Bacon, Spinach and Sweet Piquante Pepper Frittata

Serving size: 2

  • 4 large eggs
  • 1/8 cup of bacon, sliced (or more, depending on how much you like bacon!)
  • ½- ¾ cup of frozen spinach, thawed and drained
  • 6 Sweet piquante peppers, halved (Peppadew Brand peppers) –you can substitute jarred jalapenos
  • ¼ – ½ cup of shredded pecorino romano cheese (you can use really any cheese – cheddar, mozzarella or parmesan. Or even better – all three!)
  • Salt and pepper, to taste

Instructions:

1. Pre-heat oven to 400F

2. Cook bacon in a small (around 6-7 inch) oven-safe pan or skillet on med to med-high heat until almost crispy (about 5 min) – if bacon is frozen start at the lower heat setting and slowly warm up to prevent burning bacon.

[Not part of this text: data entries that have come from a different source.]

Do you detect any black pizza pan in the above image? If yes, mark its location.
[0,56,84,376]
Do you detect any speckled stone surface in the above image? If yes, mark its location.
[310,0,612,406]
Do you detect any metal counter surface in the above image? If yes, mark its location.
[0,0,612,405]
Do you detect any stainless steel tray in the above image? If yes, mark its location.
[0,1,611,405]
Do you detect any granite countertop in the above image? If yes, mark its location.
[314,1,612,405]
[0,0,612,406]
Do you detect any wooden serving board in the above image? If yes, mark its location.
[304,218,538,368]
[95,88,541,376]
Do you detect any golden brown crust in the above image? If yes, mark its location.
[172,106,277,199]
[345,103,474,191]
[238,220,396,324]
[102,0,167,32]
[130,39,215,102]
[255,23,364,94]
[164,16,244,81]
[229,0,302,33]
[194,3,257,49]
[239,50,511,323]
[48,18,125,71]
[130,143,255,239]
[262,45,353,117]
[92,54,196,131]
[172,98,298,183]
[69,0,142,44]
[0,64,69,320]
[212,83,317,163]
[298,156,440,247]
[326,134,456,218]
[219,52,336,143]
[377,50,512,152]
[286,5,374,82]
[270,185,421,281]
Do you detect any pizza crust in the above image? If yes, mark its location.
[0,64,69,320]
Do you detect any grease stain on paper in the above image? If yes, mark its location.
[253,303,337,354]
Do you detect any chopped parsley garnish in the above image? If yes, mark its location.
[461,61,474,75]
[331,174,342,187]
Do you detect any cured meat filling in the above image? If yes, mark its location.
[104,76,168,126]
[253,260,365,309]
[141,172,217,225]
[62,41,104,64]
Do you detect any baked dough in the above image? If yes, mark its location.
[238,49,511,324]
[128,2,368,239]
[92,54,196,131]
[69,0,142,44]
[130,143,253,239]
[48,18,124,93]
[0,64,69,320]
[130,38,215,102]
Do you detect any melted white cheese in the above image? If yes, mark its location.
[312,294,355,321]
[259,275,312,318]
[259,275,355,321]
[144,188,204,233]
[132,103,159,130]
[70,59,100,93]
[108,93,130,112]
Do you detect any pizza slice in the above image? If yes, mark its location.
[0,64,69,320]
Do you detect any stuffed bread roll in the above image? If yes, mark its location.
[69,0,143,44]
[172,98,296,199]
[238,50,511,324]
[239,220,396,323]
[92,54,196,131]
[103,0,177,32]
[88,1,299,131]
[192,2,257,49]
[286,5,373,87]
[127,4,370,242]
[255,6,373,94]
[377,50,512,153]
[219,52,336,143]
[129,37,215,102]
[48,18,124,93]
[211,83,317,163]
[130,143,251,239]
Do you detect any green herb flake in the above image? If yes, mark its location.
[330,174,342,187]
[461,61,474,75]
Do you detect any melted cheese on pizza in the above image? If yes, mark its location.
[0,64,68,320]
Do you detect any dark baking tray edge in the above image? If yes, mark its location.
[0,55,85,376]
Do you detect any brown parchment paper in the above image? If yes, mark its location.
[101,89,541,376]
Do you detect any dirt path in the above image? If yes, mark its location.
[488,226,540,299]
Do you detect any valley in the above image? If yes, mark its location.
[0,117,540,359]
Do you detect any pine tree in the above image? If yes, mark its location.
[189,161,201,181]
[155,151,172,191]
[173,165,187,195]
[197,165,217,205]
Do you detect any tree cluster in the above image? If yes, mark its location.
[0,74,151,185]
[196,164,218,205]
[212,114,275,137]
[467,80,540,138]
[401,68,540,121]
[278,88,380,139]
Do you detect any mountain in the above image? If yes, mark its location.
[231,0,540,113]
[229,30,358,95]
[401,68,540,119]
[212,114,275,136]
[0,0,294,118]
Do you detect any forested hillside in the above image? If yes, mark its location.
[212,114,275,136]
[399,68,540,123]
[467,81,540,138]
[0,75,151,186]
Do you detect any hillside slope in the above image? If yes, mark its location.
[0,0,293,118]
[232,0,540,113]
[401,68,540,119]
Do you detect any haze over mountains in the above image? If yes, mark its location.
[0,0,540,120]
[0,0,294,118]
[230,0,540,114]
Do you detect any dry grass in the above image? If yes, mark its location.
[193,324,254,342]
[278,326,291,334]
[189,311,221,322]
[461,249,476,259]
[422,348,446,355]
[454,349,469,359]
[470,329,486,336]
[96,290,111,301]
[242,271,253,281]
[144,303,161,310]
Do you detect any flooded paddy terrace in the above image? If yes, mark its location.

3. Sauté spinach and peppers with cooked bacon for 1-2 min – just to warm up the components

4. Scramble 4 eggs well and add to pan. Stir so all the ingredients are spread evenly through the eggs

5. Cook on the stove top till eggs cook along the outer edges.

6. Transfer pan to the oven and bake at 400F for 10-15min, until firm in the middle. (gently shake pan and egg should not wiggle)

7. Remove pan, add shredded cheese and place back in the oven, just for 1 or 2 min till cheese in melted.

8. Let frittata cool for about 5 min. Run a knife around the outer edge to loosen egg away from side of the pan. Slice in quarters and serve

If you have any leftovers, store in a sealed container in the fridge. Leftover frittata makes a great lunch!

* If you are only using turkey bacon and/or are using a pan that sticks a lot, you may need to add a tbsp or 2 of oil (olive, canola, or vegetable) to prevent the egg from sticking.